Vício

Não importa para onde olhe, sempre vai haver a tentação de não fazer o que precisa ser feito. Temos essa tentação nos nossos bolsos o dia todo. Dezenas, centenas de aplicativos que foram desenhados para tomar nosso tempo e atenção com retorno quase nulo. Talvez a ocasional dose de serotonina com uma pequena recompensa, mas somente o suficiente para nos manter presos na mesma roda, buscando uma nova microdose para satisfazer nossos cérebros viciados em prazer.

E nem me fale sobre todas as tarefas e atividades que inventamos e colocamos como prioridade em nossas vidas. Enchemos a casa de coisas que depois nos tomam o tempo de manter as coisas. Trabalhamos para comprar as coisas para depois trabalhar para as coisas, mas sem deixar de trabalhar para comprar mais coisas. E depois não temos tempo de manter todas as coisas e trabalhar, então brigamos com nossos parceiros que não estão trabalhando o suficiente para manter as coisas que trabalhamos para ter. No final do dia, trabalhamos para trabalhar mais e achamos que a dose de serotonina das recompensas virtuais, já não é mais suficiente, e assim nos frustramos, somente para dormir mal e acordar cedo e trabalhar novamente. Entenda, o cérebro tem a tendência de apagar os tempos ruins e se agarrar aos bons. Ele não vai lembrar-se do cansaço do dia anterior pela falta de objetividade e significado em tudo o que se fez, só vai lembrar da pequena dose de prazer que teve ao final do dia, e assim não irá questionar tudo o que levou até ela, vai focar em obtê—la novamente, tal qual um viciado em qualquer tipo de droga, que não vê a hora do momento de usá-la chegue, e quando não chega, ele se permite criar esse momento. É o que o cérebro faz quando puxamos o telefone do bolso nos momentos mais inoportunos para buscar aquela dose mínima de satisfação.

“Mas o que fazer? Sou um viciado nisso. E que mal tem, todos somos hoje em dia, não?”. Aparentemente sim, todos somos. Muito reconhecem que assim o são, poucos buscam lutar contra, e a maioria não estão nem aí. Afinal, os tempos modernos são assim! Mas assim deveriam ser? Acho que não. Tenho certeza que não.
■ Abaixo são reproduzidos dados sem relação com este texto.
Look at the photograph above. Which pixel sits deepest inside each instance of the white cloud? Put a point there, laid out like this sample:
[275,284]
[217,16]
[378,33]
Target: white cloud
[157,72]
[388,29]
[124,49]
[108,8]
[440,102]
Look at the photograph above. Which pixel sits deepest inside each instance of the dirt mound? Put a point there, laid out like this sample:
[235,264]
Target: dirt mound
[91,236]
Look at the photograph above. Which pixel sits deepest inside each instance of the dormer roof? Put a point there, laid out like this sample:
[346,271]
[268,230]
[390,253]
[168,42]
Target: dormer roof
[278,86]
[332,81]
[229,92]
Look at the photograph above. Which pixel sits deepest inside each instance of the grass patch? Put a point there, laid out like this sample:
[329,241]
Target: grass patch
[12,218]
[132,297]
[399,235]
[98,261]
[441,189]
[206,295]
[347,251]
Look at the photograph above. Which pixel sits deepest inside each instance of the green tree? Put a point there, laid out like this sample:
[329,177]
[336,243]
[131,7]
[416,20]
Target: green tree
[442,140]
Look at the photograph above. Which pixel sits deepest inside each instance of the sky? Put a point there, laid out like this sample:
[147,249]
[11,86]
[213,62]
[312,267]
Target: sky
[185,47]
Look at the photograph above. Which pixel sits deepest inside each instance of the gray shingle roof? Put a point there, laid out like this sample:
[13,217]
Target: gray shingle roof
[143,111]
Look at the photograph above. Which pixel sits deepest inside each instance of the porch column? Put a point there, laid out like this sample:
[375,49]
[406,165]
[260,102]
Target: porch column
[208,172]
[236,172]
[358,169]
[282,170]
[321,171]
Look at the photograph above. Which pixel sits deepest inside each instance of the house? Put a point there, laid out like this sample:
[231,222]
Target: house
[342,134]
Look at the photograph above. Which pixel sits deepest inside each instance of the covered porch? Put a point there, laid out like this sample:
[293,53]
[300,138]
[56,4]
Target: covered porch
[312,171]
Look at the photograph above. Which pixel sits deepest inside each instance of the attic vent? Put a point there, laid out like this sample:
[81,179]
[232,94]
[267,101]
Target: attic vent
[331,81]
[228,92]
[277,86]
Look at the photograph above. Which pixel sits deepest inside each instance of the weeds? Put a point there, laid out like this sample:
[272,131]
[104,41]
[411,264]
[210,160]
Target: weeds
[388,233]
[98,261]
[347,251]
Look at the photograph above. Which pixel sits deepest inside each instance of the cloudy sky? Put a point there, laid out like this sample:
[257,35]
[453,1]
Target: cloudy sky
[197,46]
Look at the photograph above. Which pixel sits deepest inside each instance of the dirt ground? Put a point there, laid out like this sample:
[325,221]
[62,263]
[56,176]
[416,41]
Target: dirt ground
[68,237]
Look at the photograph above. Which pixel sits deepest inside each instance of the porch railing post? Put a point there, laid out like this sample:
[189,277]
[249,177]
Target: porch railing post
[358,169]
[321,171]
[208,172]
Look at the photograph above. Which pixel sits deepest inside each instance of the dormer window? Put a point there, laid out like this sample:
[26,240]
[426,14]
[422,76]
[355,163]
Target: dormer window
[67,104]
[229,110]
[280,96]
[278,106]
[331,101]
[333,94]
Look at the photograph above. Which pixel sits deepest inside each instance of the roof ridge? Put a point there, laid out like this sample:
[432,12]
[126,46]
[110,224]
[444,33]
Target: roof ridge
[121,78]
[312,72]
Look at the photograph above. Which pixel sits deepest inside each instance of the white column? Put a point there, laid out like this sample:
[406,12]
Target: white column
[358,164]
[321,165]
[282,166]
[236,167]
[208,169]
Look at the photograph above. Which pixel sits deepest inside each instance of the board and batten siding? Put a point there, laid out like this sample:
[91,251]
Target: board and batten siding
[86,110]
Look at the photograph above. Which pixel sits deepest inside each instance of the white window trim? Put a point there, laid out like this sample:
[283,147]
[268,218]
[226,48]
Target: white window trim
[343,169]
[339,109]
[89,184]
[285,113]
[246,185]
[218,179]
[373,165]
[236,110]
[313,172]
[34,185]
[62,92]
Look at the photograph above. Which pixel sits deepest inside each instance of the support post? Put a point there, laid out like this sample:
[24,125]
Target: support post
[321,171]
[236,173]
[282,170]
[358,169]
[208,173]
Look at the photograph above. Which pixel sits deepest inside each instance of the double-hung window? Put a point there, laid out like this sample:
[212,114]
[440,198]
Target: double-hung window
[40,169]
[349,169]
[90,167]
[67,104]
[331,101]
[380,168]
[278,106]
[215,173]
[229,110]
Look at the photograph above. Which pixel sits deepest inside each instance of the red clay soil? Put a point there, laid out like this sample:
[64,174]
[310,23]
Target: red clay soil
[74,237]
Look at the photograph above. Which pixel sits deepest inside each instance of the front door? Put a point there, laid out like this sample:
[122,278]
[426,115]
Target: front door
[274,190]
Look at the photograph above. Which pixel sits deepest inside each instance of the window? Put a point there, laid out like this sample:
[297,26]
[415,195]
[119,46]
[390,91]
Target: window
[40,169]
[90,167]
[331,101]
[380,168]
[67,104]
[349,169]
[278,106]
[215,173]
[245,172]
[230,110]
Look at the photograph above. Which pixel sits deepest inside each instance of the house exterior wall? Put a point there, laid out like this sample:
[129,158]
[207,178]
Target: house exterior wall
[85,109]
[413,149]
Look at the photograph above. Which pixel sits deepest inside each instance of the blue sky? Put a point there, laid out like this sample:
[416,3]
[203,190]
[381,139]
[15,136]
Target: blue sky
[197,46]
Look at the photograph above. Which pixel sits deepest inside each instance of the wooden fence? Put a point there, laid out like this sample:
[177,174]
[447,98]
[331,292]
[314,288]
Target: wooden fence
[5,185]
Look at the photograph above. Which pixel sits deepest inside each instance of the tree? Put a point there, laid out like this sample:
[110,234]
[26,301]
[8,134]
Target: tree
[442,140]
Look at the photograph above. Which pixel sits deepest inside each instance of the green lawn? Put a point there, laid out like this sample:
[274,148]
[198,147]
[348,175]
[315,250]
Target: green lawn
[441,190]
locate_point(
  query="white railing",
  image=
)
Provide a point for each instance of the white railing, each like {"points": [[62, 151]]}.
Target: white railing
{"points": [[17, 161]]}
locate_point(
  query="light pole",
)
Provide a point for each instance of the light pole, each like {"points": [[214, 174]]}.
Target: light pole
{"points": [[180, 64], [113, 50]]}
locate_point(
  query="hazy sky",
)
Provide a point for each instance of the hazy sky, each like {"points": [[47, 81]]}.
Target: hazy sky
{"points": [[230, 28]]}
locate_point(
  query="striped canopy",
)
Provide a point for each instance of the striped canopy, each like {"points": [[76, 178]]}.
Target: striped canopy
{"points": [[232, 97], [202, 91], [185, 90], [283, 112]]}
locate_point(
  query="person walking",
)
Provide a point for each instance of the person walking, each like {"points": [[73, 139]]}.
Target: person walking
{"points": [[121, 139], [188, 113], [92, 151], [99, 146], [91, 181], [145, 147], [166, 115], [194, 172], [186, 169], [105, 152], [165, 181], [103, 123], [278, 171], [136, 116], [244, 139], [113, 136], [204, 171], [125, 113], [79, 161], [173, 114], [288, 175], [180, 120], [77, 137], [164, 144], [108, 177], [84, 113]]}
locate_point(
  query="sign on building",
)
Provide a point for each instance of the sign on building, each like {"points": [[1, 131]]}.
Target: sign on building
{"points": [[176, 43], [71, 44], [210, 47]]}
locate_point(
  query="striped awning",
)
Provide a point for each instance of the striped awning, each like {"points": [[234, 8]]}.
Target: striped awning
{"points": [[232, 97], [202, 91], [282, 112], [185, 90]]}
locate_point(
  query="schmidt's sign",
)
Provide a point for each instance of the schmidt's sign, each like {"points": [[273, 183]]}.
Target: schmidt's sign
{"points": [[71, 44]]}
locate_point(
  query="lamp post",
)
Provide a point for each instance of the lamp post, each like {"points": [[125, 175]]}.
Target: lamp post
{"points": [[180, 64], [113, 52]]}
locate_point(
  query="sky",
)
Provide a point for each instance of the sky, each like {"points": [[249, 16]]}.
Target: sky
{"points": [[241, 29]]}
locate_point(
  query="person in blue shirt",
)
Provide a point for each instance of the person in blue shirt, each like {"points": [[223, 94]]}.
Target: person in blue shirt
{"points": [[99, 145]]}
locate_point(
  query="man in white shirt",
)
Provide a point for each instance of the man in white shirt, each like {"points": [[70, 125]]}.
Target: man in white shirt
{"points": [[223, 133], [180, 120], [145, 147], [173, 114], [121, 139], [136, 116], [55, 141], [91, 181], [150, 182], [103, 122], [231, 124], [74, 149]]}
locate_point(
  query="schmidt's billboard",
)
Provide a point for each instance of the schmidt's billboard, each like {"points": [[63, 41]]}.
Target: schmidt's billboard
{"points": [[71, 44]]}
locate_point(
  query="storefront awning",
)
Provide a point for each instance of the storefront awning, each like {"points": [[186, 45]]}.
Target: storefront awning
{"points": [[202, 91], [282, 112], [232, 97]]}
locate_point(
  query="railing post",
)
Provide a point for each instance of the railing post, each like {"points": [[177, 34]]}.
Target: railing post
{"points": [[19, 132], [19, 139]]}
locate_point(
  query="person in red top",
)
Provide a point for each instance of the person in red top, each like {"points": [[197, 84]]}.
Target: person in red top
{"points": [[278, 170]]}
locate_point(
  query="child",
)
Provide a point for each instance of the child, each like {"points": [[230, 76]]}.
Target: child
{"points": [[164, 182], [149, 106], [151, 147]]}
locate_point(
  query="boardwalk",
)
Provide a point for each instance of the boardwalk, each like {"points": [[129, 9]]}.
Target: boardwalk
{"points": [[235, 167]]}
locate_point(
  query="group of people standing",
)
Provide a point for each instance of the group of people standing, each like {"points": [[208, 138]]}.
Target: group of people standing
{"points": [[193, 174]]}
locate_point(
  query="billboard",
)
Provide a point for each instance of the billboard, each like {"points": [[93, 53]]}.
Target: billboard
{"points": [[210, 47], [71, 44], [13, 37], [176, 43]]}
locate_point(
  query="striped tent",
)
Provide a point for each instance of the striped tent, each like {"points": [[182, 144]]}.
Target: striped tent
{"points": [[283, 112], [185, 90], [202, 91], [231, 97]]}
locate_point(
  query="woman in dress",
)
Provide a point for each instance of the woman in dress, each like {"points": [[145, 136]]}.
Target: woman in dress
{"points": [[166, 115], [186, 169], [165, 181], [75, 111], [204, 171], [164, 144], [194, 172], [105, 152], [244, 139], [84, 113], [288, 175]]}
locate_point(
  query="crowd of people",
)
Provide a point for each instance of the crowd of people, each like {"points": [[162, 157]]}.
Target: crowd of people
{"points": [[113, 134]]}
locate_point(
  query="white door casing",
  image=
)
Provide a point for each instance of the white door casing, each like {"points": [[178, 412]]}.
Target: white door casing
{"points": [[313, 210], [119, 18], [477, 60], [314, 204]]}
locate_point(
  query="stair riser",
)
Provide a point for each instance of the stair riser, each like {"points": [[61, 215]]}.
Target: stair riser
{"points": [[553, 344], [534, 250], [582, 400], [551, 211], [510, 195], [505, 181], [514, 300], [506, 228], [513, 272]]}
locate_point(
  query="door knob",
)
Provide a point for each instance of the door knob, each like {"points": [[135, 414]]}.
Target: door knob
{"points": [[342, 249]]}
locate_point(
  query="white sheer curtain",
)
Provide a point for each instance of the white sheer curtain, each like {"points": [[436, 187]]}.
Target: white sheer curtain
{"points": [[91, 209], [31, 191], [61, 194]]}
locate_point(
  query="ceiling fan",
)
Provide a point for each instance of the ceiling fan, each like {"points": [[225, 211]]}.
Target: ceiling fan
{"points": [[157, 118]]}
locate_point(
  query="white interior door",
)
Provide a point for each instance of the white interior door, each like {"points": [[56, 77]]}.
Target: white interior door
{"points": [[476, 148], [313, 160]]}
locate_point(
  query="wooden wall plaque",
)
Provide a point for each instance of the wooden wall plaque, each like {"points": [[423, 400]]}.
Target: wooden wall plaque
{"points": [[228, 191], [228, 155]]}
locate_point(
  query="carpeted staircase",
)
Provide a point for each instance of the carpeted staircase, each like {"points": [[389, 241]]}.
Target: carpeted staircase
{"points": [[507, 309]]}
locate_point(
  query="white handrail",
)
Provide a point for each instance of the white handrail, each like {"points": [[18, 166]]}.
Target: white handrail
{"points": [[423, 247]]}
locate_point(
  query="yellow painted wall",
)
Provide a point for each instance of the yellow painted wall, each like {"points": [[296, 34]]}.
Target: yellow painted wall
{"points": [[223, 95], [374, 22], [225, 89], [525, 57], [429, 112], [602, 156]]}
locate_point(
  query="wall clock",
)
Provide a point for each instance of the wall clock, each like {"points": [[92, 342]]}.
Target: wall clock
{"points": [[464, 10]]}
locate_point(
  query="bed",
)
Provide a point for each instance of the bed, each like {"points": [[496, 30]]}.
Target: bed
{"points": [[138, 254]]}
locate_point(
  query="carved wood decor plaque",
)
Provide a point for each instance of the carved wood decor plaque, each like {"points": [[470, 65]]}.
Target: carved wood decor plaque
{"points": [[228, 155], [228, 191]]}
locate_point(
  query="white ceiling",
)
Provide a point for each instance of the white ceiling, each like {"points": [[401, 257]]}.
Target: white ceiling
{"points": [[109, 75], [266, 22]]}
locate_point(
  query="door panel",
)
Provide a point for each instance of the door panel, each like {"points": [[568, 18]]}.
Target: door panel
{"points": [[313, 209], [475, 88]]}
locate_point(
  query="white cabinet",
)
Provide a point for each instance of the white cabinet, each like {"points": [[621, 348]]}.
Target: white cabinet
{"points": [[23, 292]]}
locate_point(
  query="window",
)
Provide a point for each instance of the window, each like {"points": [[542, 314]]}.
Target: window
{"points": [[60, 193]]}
Qualquer que seja o criador em que se acredite, desde um deus ou deuses todo(s) poderosos até a causalidade de termos simplesmente acontecido como uma consequência de diversos fatores favoráveis, tenho a certeza de que a zumbificação não era a ideia pretendida. Talvez certo estaria Tyler Durden quando achou que a solução seria implodir o sistema e trazer todos a uma base zero. Reconstruir nos dá a oportunidade de fazer diferente. Ou de fazer igual, se estivermos tão consumidos e viciados.

Mas a radicalidade de destruir a integridade e forçar que todos voltem à estaca zero talvez não seja a solução ideal. As possibilidades são infinitas hoje. Em teoria. É possível escolher até onde se quer deixar ser dominado por tudo a sua volta e ignorar tudo o mais que está reprimido dentro do ser individual. É uma escolha, por mais que não pareça. Ninguém é obrigado a estar presente nas redes sociais. Talvez isso crie alguns atritos, mas sem atrito não saímos do lugar. Vale o experimento. É possível que alguns deles os leve à decisões acertadas e outros a voltar atrás, mas só será possível descobrir quando se tentar.